Moldova: Caged in Darkness

Duration: 9'20"
Reporter/Camera: Sue Lloyd-Roberts
Producer/Camera: Ian O'Reilly

The plight of children in orphanages in Romania and the former Soviet Union has been widely publicised since the collapse of the Soviet Union. Now aid agencies are turning their attention to a new horror - the conditions inside old Soviet-style prisons where TB is raging and prisoners on remand are held for years without trial. Sue Lloyd-Roberts, the first foreign journalist to be given access, goes behind the prison walls in Kishnow, Moldova - a newly independent country on the border of Romania. With powerful images the story exposes the Dickensian conditions of children imprisoned for petty crimes.
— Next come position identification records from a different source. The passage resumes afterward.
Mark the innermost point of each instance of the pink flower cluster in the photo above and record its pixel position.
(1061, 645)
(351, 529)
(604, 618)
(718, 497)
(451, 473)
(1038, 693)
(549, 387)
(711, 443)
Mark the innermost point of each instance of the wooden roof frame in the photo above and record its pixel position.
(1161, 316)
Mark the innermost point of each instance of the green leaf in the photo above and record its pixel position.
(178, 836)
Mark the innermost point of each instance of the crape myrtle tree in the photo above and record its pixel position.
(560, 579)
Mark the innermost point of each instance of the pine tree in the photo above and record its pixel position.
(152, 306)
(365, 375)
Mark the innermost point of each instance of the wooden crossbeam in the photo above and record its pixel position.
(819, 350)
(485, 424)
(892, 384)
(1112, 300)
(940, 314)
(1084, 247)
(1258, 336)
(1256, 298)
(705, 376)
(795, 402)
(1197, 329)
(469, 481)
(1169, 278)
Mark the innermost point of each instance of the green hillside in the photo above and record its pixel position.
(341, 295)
Prison number three, the cell door is opened to reveal nineteen boys, fifteen to eighteen years old, crammed into a small dark stinking cell. With one square metre per person, and no access to air or daylight, the conditions contravene every law on the treatment of prisoners. The boys complain of being beaten and treated like animals. "These are not proper living conditions. There is just not enough air. We can hardly breathe. Nobody cares. We get sick from it and nobody thinks why."

Teenagers who have yet to be convicted may never get to court, often too sick with TB. One in five of the prisoners is infected with TB and last year 300 died. French aid agency Pharmaciens sans Frontieres has been drafted in to provide drugs for the TB pandemic, but they say the first priority is air: "As human beings they have the right to get fresh air. You can't start healing people, giving drugs, giving food or anything else, if you don't first bring air to them."
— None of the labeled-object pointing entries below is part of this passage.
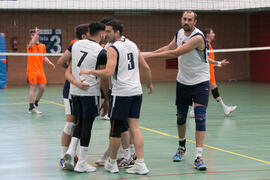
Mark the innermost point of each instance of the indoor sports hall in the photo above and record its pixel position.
(236, 143)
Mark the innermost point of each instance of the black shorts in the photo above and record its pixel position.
(122, 108)
(85, 107)
(198, 93)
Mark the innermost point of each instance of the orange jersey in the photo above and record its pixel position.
(35, 63)
(211, 66)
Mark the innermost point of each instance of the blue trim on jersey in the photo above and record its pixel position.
(66, 89)
(205, 42)
(116, 68)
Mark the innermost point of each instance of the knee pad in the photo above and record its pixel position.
(200, 112)
(118, 127)
(215, 93)
(69, 128)
(182, 114)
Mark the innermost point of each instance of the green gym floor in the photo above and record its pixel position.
(236, 147)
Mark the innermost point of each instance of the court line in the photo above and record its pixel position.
(191, 173)
(188, 140)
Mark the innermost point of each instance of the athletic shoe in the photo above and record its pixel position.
(69, 162)
(126, 163)
(84, 167)
(76, 159)
(62, 164)
(101, 161)
(199, 164)
(112, 168)
(34, 111)
(138, 168)
(181, 151)
(105, 117)
(229, 109)
(134, 157)
(191, 113)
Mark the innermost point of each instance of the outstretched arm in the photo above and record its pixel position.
(170, 46)
(64, 59)
(147, 73)
(48, 62)
(193, 43)
(34, 39)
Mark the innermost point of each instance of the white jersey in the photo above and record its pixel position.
(126, 79)
(193, 67)
(86, 55)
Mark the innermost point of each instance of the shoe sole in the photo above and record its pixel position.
(132, 172)
(62, 167)
(201, 168)
(68, 164)
(79, 171)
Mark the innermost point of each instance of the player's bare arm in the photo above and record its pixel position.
(147, 73)
(64, 59)
(34, 38)
(193, 43)
(45, 59)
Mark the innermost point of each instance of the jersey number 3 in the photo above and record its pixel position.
(131, 61)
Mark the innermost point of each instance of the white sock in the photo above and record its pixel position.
(82, 154)
(222, 104)
(120, 152)
(199, 151)
(64, 150)
(107, 152)
(112, 161)
(127, 153)
(73, 146)
(132, 149)
(140, 160)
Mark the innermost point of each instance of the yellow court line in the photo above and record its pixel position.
(52, 102)
(191, 141)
The iron shutters, a legacy from the Soviet era, are pulled down in this prison with money given by the Swiss. For the first time since imprisonment the boys have natural light and oxygen. But there is no money available to tackle the other penal institutions of Moldova.

Many of the boys claim that they've been wrongfully charged. Sixteen-year old Misha has been sentenced to seven and a half years: "the woman who had her necklace stolen, she went up to the police and told them that it wasn't me who stole it... and yet in court they paid no attention."

Out on the streets of the poorest country in Europe hundreds of children are driven by poverty to beg and steal. Once locked up, many will die before having a chance to protest their innocence. Moldova may have a long way to go in social and economic reform, but justice for their children may come too late.